Rechtbank riep belanghebbende op tijd op, maar kon duidelijker zijn

Brief

De rechtbank riep Bastiaan (niet de echte naam) als belanghebbende negen dagen van tevoren op voor een zitting. In de oproepbrief stond dat Bastiaan tot aan de zitting een verweerschrift kon indienen. Daarnaast stond in de oproepbrief het verzoek om bij beantwoording ervan 'slechts één zaak per brief te behandelen'. Daarom dacht Bastiaan dat hij het verweerschrift slechts per brief kon versturen. Tijdens de zitting bleek dat Bastiaan het verweerschrift ook per e-mail had kunnen verzenden. Bastiaan diende een klacht in bij de rechtbank. Hij voelde zich benadeeld.

Volgens de rechtbank werd Bastiaan opgeroepen binnen de termijn die daarvoor is voorgeschreven in het Procesreglement Civiel jeugdrecht. De rechtbank kan zich voorstellen dat de oproeptermijn voor Bastiaan wel kort dag was.

Verder erkent de rechtbank dat in de oproepbrieven niet staat dat een verweerschrift ook per e-mail verzonden kan worden. De rechtbank onderzoekt of in de oproepbrieven informatie gegeven kan worden over de mogelijkheid om te reageren per e-mail. Het spijt de rechtbank dat Bastiaan de indruk heeft gekregen dat hij door de gang van zaken is benadeeld. Volgens de rechtbank is Bastiaan niet benadeeld. De rechter heeft het verweerschrift namelijk ontvangen op de dag van de zitting en betrokken bij de beslissing. Bastiaan was niet tevreden over de reactie van de rechtbank. Hij diende daarom een klacht in bij de Nationale ombudsman.

Wat vindt de Nationale ombudsman? De ombudsman stelt vast dat de rechtbank Bastiaan heeft opgeroepen binnen de termijn die daarvoor in de wet en het procesreglement staat. De ombudsman acht de klacht over de oproeptermijn dan ook ongegrond.

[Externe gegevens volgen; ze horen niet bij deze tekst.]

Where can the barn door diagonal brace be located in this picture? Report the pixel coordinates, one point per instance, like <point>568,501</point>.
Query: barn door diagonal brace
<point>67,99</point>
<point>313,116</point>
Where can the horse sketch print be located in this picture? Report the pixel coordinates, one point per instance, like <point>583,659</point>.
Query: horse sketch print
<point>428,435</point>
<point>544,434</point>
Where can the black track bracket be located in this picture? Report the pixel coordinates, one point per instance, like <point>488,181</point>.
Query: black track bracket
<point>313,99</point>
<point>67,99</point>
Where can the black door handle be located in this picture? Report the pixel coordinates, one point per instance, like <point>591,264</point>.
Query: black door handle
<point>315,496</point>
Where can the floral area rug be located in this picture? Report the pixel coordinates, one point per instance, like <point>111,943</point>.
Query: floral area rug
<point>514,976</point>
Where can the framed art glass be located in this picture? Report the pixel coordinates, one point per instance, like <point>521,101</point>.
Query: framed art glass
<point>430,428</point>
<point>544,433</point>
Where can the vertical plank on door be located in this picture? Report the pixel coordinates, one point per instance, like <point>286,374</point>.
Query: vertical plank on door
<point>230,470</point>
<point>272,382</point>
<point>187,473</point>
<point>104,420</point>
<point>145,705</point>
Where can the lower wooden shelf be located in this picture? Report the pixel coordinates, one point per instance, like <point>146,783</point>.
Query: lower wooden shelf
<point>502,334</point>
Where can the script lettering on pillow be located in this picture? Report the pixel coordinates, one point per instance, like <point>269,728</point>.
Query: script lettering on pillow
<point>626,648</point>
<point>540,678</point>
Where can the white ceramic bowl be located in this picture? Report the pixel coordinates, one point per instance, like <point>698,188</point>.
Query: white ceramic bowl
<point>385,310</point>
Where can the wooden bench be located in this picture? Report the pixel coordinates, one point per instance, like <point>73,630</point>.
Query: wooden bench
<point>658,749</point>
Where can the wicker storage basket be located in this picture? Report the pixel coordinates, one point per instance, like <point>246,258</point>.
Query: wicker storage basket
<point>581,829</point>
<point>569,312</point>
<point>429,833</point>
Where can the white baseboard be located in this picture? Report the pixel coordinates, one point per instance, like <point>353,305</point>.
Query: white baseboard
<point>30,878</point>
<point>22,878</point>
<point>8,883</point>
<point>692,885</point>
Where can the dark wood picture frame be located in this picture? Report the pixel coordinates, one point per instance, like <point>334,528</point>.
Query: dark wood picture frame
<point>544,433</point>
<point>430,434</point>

De ombudsman is het met Bastiaan eens dat de oproepbrief deed vermoeden dat het verweerschrift per brief moest worden ingediend. De informatieverstrekking in de brief was dus niet duidelijk. De rechtbank heeft aangegeven te werken aan een oproepbrief waarin wordt gewezen op de mogelijkheid om verweerschriften per e-mail in te dienen. De ombudsman neemt hier met instemming kennis van en volgt of de oproepbrieven worden aangepast.

Daarnaast stelt de ombudsman vast dat de rechter het verweerschrift van Bastiaan heeft kunnen meewegen bij de beslissing. Ook heeft Bastiaan tijdens de zitting de kans gekregen te reageren. In die zin is Bastiaan dus niet benadeeld.

Verder geeft de ombudsman de rechtbank mee dat het voor belanghebbenden wenselijk is zoveel mogelijk tijd te hebben voor het voorbereiden van een verweerschrift. Dit betekent dat zij er belang bij hebben dat de rechtbank een oproepbrief zo snel mogelijk toestuurt.